こうした傾向はまだ続くはずだ。ノッチバッククーペとカブリオレを揃えるCLKクラスは、まだ先代のW203ベースのままのためリニューアルが間近に迫っていると考えられる。
一方、従来Cクラスのボディバリエーションのひとつとされていたハッチバックの「スポーツクーペ」は、CLCクラスという独立した名称が与えられ、先代W203をベースに1100点のパーツを新開発する手法でこの6月に本国でのフルモデルチェンジを果たした。アバンギャルド系新型Cクラスと同じ雰囲気となったエクステリアは、スポーツクーペのキャラクターにマッチしている。
旧プラットフォームのキャリーオーバーはメルセデス・ベンツとしては珍しいことだが、CLCは若い世代を対象とした同ブランドへのエントリーモデルという位置づけにあるため価格を抑える必要があるのだろうし、ブラジルでも生産される都合から、より習熟度の高いシャシを選んだと考えられる。
もちろん性能的な部分のアップデートは確実に行われており、CLC200コンプレッサーの出力はセダン/ワゴンと同じ184psながら、燃費を10%近く改善している。さらに切り角によって反応の異なるダイレクトステアリングが採用された。
ダイレクトステアリングはマイナーチェンジ後のSL(日本導入モデルには未設定)や、SLKにも採用された新しい技術。SLKで試した印象では、ハンドル操作角左右6度までは15.8とややスロー、6度から100度では15.8〜11.5と変化しシャープな回頭性を得て、パーキング領域の100度以上では11.5の速いレシオで取り回しを助ける。
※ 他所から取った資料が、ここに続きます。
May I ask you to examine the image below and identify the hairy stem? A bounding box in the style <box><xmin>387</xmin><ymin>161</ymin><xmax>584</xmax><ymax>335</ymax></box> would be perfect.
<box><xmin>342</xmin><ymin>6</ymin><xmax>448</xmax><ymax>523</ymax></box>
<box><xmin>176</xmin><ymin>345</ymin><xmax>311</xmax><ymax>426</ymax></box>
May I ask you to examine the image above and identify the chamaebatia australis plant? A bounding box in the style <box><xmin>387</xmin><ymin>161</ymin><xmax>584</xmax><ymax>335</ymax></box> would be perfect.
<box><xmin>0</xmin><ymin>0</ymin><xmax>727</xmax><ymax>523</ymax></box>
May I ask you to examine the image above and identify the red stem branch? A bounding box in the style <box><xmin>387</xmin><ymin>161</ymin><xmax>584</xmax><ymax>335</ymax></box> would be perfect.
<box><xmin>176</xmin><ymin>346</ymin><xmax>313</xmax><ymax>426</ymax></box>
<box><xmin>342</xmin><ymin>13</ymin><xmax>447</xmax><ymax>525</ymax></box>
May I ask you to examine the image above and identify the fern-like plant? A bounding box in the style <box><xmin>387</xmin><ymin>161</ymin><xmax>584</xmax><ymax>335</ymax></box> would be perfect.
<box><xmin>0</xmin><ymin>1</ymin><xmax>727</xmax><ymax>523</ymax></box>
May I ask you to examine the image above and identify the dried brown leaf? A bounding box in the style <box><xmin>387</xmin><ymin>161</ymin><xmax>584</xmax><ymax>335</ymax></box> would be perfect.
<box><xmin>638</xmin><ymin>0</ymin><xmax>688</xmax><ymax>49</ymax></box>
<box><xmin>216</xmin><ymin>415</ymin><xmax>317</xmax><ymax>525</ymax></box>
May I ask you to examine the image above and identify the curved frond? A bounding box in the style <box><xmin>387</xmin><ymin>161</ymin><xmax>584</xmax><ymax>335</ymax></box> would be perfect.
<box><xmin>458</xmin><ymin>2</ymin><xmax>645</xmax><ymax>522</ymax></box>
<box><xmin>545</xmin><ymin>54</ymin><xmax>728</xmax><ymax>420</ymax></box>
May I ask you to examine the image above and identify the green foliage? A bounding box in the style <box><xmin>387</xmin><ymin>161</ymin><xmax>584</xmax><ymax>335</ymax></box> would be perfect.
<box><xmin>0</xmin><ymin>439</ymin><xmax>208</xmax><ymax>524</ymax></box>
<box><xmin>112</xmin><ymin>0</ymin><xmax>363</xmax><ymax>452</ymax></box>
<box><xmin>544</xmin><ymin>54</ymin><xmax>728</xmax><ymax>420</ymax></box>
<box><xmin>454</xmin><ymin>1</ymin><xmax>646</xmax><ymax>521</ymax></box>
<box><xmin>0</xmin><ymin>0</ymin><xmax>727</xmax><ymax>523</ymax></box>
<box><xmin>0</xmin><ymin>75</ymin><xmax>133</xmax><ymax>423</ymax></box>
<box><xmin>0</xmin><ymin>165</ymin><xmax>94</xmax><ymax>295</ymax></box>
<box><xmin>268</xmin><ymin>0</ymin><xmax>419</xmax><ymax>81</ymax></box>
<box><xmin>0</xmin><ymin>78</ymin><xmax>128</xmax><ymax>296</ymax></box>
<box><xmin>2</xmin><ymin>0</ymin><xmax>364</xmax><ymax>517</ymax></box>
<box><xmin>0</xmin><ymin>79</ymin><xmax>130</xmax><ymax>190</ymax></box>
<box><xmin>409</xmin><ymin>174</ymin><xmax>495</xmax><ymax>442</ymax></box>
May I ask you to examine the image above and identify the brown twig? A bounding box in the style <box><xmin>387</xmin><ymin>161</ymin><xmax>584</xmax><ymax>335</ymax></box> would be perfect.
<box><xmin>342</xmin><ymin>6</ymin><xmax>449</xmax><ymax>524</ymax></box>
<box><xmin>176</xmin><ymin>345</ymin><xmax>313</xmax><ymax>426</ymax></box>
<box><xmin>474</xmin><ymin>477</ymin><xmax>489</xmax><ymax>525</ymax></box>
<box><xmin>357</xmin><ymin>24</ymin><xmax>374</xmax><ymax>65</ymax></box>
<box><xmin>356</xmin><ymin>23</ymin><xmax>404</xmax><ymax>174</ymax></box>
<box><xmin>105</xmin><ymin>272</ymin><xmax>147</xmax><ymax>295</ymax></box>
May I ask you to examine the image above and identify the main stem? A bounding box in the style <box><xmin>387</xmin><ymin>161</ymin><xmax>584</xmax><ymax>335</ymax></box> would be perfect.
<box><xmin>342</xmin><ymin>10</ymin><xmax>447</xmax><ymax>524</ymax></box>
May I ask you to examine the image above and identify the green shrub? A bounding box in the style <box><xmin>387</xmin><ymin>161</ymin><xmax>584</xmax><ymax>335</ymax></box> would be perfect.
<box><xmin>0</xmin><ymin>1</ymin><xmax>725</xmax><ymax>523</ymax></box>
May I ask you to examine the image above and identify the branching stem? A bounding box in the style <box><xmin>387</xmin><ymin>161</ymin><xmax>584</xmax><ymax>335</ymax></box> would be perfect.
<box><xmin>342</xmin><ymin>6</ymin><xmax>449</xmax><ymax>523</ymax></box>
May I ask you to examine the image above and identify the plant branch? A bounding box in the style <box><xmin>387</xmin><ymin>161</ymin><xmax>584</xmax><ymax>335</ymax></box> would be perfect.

ラックのピッチを不等としただけのシンプルな機構だが、自然なフィールで扱いやすかった。
メルセデス・ベンツの各モデルの熟成は、常にこうしたパターンである。つまりモデルチェンジですべてを新しくし、後は小変更に終始するのではなく、その時々で世に出せる技術を素早くプロダクトに盛り込むことで性能のアップデートとモデルライフの充実化を図っていく、という手法だ。